STA 160 Practice in Statistical Data Science

Units: 4

Lecture: 3 hours
Discussion: 1 hour

Catalog Description:
Principles and practice of interdisciplinary, collaborative data analysis; complete case study review and team data analysis project.

Prerequisite: course 106; course 108; course 130B or course 131B; course 141 or course 141A.

This course serves as a capstone course in which the students focus on the practice of data analysis, and both statistical and computational reasoning. They work on all steps in the data pipeline and workflow to get authentic experience in analyzing and working with data.
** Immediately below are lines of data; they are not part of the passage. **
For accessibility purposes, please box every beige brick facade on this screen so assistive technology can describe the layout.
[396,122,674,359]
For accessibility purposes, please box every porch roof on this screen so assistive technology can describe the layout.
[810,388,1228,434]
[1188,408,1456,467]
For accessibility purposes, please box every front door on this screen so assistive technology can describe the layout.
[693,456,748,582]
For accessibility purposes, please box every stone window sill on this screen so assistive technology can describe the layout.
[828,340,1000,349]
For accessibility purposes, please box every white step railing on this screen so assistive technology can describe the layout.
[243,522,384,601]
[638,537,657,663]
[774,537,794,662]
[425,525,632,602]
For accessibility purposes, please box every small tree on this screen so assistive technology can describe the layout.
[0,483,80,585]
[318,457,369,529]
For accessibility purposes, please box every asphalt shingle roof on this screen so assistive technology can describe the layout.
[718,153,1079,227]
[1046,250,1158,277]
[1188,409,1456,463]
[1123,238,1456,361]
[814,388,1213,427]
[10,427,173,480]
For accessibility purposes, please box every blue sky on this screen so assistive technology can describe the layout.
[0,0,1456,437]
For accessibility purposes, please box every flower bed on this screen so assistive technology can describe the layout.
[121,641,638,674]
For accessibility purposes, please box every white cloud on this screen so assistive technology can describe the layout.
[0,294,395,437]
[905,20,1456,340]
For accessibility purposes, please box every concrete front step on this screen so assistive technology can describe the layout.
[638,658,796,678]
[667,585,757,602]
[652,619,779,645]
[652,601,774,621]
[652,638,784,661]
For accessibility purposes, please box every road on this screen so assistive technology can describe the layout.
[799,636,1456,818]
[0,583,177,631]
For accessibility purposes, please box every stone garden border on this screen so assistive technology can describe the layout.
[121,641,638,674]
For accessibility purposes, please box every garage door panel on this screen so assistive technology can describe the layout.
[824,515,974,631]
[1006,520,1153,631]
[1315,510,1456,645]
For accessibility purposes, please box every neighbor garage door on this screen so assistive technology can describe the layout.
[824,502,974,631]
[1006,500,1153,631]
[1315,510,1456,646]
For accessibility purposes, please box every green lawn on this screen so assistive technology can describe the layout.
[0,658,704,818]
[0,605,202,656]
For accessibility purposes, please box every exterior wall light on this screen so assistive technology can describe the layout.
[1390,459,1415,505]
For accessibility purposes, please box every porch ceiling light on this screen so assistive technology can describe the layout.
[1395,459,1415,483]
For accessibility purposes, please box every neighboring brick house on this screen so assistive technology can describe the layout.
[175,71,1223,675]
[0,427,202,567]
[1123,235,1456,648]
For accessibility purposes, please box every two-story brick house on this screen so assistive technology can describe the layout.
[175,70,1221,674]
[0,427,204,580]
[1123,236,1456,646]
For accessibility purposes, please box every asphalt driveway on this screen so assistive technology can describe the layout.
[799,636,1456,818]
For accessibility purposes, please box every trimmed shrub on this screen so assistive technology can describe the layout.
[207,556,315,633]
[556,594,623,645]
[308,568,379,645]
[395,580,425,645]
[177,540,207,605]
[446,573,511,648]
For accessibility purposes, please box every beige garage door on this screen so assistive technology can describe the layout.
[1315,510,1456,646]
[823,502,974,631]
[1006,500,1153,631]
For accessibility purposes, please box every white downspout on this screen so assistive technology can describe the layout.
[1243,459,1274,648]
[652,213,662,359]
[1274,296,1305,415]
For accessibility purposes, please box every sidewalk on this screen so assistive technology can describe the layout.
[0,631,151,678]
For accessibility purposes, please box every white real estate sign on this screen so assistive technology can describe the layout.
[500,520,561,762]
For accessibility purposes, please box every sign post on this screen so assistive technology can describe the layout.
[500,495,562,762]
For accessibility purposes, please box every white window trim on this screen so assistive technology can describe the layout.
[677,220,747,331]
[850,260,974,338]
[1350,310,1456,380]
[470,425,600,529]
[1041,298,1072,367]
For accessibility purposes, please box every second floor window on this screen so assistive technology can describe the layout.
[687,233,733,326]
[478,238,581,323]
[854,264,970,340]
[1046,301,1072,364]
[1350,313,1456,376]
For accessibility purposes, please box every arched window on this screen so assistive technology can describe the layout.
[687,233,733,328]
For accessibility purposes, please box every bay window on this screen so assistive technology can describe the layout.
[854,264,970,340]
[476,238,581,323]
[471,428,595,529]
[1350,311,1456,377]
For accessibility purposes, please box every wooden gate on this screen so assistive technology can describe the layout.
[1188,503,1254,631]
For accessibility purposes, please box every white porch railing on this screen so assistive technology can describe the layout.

Summary of course contents:
Students will work in groups of 3 - 4 members on a data analysis project. They will:

a) frame the question and possible approaches,
b) acquire data (if necessary),
c) clean and explore the data,
d) use appropriate statistical and machine learning methods to effectively answer the question(s), and
e) prepare a technical report & presentation (for a non-statistical audience) detailing the conclusions and insights, potential shortcomings/issues, and possible alternative approaches and directions.

The instructor will provide/select/approve the projects. Sample problems may be adapted from journal papers, activities in previous versions of 260, and the consulting activities of both the department’s StatLab and the campus’ Data Science Initiative. Also, similar to 260 and ECS193A,B, instructors can solicit problems from researchers on campus. Two or more different groups may work independently on the same project. Students will be introduced to the projects at the start of the course. The first 4-5 weeks of the course will involve studying sample case studies in statistical data science. These will illustrate all of the steps a) through e) above and prepare the students for working on the project. The instructor may also use the lectures to introduce new statistical methods that occur in the case studies or multiple team projects. The course will also discuss technical writing. Students will be encouraged to use best practices such as version control and reproducible computations (e.g., using knitR or iPython notebooks).


Illustrative reading:

  • Statistics: a Guide to the Unknown, edited by Peck, Casella, Cobb, Hoerl, Nolan. 2005
  • Stat Labs: Mathematical Statistics Through Applications, Nolan & Speed, 2001
  • Data Science in R: A Case Studies Approach to Computational Reasoning and Problem Solving, Nolan & Temple Lang, 2014


Potential Overlap:
This course has some similarity to course 260, but is at the undergraduate level.

First offered Spring 2017.